Если Мегуми уже вновь – следом за Юджи, пока тот уводит его подальше от Сукуны, что-то зло пыхтя себе под нос.
И Сукуна смотрит вслед Мегуми, пока тот уходит.
Уходит.
Уходит от него – к Юджи.
И уносит гнилое, уродливое сердце Сукуны с собой.
Комментарий к (за несколько часов до) Принятие
спасибо всем, что радует и греет отзывами
и спасибо kwisti_chan за подарок работе, внезапная приятность
========== (спустя четыре с половиной месяца) Нежность ==========
Самое большое желание Сукуны сейчас – утопить мир в реках крови, но дверной звонок вжимают уже в третий раз и вместо этого ему, злому и невыспавшемуся, приходится тащиться открывать. Впрочем, возможно, именно сейчас кровь и прольется – хоть одна заебись новость.
А потом Сукуна входную дверь все-таки открывает.
А потом Сукуна видит того, кто стоит за ней.
И – блядь.
Блядь.
Ему приходится на секунду прикрыть глаза. Сжать крепче челюсть. Может быть, это всего лишь галлюцинации. Может быть, ебучая бессонница последних недель наконец дала свои плоды. Может быть, Сукуна просто упился в хлам и забыл об этом – а теперь ловит своих личных белочек, которые приходят к нему в образе Фушигуро Мегуми.

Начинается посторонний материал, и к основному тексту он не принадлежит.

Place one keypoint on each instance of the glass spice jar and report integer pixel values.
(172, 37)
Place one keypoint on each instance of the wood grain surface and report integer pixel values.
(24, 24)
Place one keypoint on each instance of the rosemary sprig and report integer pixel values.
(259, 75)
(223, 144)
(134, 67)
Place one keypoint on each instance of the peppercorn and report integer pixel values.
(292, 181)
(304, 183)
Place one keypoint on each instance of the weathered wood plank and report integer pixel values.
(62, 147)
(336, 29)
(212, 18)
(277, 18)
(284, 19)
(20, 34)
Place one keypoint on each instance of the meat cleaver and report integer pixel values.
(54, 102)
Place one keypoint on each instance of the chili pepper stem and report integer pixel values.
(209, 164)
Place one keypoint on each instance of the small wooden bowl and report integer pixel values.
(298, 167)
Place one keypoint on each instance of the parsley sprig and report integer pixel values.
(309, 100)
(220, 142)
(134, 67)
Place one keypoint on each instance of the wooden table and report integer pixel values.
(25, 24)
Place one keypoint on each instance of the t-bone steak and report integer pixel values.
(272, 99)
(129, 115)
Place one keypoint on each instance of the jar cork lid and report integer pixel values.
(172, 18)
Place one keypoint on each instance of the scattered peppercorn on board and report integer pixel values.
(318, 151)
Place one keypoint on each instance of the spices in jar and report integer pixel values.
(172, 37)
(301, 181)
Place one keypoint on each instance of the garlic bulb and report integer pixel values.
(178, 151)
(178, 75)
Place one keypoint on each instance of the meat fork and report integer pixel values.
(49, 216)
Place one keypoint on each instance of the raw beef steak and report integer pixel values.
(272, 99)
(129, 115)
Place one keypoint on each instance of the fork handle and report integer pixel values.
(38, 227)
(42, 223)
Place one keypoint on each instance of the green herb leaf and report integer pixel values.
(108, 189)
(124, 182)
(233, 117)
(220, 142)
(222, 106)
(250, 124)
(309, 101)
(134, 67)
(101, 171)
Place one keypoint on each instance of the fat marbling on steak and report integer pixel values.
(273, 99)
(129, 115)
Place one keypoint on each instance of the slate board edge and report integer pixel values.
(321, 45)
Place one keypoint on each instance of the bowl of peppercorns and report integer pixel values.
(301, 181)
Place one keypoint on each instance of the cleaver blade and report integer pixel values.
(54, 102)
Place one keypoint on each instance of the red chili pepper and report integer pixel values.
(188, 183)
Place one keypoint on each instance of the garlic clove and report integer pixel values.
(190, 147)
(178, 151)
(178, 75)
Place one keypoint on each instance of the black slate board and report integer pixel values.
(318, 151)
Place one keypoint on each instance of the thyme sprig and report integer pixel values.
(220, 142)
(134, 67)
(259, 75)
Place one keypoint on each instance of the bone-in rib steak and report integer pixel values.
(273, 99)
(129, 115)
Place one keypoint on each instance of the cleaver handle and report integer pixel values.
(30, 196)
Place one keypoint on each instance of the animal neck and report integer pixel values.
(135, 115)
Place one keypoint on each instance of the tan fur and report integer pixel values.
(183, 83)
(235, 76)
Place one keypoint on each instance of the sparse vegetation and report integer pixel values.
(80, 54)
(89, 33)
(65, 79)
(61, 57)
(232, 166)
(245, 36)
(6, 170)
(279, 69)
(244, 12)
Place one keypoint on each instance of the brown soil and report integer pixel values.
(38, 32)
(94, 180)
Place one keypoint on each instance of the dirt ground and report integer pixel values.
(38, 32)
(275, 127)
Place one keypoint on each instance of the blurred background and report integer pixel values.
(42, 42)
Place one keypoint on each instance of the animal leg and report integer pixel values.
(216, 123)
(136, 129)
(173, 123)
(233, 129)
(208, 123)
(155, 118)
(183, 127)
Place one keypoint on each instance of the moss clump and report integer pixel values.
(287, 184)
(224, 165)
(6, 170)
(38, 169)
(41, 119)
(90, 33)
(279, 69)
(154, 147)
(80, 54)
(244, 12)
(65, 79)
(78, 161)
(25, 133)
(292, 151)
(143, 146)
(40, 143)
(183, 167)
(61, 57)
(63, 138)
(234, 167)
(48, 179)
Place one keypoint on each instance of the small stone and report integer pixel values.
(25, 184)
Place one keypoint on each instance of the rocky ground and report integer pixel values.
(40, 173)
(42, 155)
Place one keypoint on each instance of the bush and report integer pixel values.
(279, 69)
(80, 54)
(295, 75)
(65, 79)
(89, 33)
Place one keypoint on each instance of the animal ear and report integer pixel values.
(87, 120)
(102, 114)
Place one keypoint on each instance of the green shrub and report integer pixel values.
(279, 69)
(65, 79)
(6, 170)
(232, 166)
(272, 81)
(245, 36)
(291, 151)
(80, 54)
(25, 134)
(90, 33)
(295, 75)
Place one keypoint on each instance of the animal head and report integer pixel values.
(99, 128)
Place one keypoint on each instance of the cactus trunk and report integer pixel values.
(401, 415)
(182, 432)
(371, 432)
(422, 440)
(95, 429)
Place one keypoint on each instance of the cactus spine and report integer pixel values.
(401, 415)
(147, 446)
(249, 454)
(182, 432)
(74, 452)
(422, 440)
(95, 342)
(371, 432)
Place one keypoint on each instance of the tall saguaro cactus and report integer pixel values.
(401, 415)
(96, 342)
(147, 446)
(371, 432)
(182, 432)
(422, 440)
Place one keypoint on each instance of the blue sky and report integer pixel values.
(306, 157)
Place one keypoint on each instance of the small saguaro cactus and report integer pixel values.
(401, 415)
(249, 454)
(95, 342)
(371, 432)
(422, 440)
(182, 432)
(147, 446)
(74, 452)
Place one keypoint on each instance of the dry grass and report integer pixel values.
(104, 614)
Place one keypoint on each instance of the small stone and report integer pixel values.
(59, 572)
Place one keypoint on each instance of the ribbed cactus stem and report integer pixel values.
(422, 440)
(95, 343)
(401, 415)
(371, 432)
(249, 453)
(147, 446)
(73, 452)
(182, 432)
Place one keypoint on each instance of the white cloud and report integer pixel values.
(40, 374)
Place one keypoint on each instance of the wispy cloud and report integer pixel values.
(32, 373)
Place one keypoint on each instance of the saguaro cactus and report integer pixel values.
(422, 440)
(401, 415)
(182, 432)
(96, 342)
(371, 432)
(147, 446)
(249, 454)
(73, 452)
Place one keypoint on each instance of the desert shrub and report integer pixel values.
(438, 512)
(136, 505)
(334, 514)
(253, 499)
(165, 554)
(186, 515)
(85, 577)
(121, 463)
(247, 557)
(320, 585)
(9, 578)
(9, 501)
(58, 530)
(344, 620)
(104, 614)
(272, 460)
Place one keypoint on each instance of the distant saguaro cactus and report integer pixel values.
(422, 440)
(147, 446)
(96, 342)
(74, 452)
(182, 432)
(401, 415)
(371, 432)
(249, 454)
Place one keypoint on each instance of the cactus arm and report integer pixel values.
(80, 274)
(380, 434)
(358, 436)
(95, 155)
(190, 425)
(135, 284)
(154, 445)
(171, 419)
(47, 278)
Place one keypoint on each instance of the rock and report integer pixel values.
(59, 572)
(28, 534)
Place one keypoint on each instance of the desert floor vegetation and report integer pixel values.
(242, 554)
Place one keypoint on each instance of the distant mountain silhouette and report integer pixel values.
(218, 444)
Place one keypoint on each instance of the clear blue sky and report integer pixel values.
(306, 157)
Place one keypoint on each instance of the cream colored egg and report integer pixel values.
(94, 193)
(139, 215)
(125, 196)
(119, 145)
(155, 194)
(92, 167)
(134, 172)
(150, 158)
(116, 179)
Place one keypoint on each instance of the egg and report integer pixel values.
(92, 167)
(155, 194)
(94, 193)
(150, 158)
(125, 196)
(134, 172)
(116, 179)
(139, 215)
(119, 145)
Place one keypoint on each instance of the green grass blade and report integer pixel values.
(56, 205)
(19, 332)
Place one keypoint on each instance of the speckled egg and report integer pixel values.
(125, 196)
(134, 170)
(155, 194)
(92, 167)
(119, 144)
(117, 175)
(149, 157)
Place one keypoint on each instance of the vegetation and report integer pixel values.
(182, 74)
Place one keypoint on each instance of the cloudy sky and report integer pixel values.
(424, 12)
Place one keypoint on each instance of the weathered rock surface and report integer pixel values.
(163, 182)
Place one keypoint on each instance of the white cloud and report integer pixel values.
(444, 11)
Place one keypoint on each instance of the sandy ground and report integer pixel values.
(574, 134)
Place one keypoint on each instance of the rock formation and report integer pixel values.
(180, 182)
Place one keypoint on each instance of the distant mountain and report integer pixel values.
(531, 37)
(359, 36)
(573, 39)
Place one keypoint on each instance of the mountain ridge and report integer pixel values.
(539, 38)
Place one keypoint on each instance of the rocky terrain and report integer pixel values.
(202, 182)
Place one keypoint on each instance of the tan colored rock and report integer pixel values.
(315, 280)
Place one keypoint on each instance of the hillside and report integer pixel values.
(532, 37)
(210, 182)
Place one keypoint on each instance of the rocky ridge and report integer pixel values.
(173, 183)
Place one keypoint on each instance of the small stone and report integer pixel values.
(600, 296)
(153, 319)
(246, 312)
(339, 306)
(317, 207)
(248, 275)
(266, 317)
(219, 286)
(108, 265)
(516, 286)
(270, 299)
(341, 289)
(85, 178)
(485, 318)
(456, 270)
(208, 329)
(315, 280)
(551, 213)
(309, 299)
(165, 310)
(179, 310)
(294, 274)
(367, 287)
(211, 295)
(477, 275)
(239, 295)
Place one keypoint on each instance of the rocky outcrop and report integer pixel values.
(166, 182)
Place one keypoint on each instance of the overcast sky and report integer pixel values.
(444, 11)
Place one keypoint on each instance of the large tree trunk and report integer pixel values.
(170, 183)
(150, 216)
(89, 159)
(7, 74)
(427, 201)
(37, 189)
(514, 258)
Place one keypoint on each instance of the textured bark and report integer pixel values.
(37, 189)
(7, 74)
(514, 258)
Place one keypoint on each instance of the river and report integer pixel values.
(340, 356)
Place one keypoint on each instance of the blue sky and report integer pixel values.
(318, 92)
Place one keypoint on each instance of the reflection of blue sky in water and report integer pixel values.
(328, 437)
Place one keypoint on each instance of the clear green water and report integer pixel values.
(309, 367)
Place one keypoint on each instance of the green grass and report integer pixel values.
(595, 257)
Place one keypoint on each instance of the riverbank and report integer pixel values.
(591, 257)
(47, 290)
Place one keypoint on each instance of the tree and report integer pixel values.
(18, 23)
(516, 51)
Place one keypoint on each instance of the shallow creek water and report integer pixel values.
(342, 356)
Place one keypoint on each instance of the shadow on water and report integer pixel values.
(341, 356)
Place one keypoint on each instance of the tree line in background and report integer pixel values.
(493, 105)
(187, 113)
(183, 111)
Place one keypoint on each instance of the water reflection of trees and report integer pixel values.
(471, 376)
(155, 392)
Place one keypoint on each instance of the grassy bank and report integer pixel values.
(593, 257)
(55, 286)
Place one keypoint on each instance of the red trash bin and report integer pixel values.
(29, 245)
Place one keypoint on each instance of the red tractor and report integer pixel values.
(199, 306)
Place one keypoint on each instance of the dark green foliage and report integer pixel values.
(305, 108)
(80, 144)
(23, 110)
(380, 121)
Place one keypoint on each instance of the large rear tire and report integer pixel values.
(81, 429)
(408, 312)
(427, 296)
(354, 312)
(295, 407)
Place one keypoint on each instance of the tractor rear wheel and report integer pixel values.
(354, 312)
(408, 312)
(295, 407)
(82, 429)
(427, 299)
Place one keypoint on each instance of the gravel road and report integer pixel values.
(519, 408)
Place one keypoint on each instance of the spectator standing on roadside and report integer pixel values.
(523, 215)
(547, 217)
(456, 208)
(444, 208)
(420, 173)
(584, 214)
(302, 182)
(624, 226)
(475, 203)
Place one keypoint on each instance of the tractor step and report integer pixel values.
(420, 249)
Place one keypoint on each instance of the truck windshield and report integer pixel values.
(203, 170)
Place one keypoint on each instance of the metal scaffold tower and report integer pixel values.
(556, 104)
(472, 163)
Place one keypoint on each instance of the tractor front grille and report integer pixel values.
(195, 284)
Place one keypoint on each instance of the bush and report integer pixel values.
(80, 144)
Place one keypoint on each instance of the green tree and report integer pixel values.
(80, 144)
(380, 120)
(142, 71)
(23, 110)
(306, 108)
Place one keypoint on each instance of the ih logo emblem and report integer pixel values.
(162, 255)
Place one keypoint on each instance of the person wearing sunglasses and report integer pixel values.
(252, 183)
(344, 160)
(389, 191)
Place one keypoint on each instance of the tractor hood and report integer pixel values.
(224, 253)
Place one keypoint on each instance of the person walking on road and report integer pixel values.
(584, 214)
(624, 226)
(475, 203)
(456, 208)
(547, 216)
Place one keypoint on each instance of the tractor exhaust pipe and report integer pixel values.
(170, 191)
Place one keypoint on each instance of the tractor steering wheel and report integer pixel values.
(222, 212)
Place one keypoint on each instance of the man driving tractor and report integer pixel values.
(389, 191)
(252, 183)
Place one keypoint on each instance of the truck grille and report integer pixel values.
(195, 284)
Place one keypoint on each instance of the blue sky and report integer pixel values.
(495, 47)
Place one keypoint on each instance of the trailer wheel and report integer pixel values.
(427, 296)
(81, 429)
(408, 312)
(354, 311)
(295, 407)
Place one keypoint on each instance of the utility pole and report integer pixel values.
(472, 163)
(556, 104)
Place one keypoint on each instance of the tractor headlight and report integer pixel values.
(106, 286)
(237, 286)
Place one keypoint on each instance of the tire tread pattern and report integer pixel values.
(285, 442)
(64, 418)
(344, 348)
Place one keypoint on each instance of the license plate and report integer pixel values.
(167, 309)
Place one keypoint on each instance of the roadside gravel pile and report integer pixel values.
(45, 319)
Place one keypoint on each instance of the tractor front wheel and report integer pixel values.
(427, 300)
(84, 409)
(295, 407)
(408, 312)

Любая самая невообразимая ебанина звучит правдоподобнее и логичнее, чем мысль о том, что Фушигуро Мегуми и правда стоит в его дверном проеме. Но когда Сукуна глаза открывает – пацан никуда не девается, только прошибает насквозь этим своим привычно холодным, невозмутимым взглядом.
Чтоб его.
Чего хочет больше, Сукуна не знает и сам: то ли захлопнуть дверь перед носом пацана – то ли вцепиться в ворот его футболки и притянуть к себе; вжать его в себя так, чтобы спаяться с ним ебучими атомами. Вот только на практике оба варианта нихрена не варианты – первый из них Сукуна, жалкий, безвольный, по самую макушку вляпавшийся, сам никогда не станет воплощать в жизнь; не сможет же, блядь, не найдет в себе на это гребаных сил. А второй ему воплотить в жизнь ни за что не позволит Мегуми, и так уж совпало, что его желания давно потеснили в списке приоритетов Сукуны желания самого Сукуны.